No consigo terminar de apagar el ordenador, todas las pantallas, los programas, las luces. El botón grande y definitivo, por más que lo mantengo pulsado, sigue mostrándome burlón su sombrerito verde. Alguien me está metiendo prisa y yo odio cada centímetro de mi piel iluminada por la luz azul de la pantalla TFT. Luego recorro los pasillos de mi antigua casa, los mismos, sólo que más largos y en la más completa oscuridad, con prisa y cien miedos. Dejo atrás el salón, el cuarto de mis padres, el baño. Al abrir de par en par la puerta de mi habitación espero encontrar protección, seguridad, descanso.

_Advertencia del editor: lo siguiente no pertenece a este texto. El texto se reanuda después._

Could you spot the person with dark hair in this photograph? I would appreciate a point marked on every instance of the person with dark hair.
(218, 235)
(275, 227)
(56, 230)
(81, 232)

Lo que encuentro son dos bultos alargados bajo mis sábanas y ninguno de ellos soy yo. Estoy sola.

Abro los ojos en mi casa ahora, sin saber si esto lo he soñado estando completamente dormida o si simplemente he cerrado los ojos mientras cambiaba de postura. Miro el reloj y el tiempo apenas ha pasado, no lo suficiente. De repente recuerdo la banda sonora de la carrera por el pasillo, una versión de una canción de las que siempre están ahí y de repente te paras y la muy puta te habla a ti, después de todos estos años. Sin saber cómo y por sorpresa, pero de un modo nuevo e inequívoco.

Me vuelvo a la cama dejando todo esto a mano, con la certeza de que no debo ir a la cocina a por más agua y con el vacío idiota de quien ha olvidado lo que había venido a hacer. Ya dentro, la manta me huele demasiado a manta y sé que vuelvo a no poder dormir. En otro sueño, o quizá en otra postura, una voz me increpa: ¿de verdad lo tienes a mano?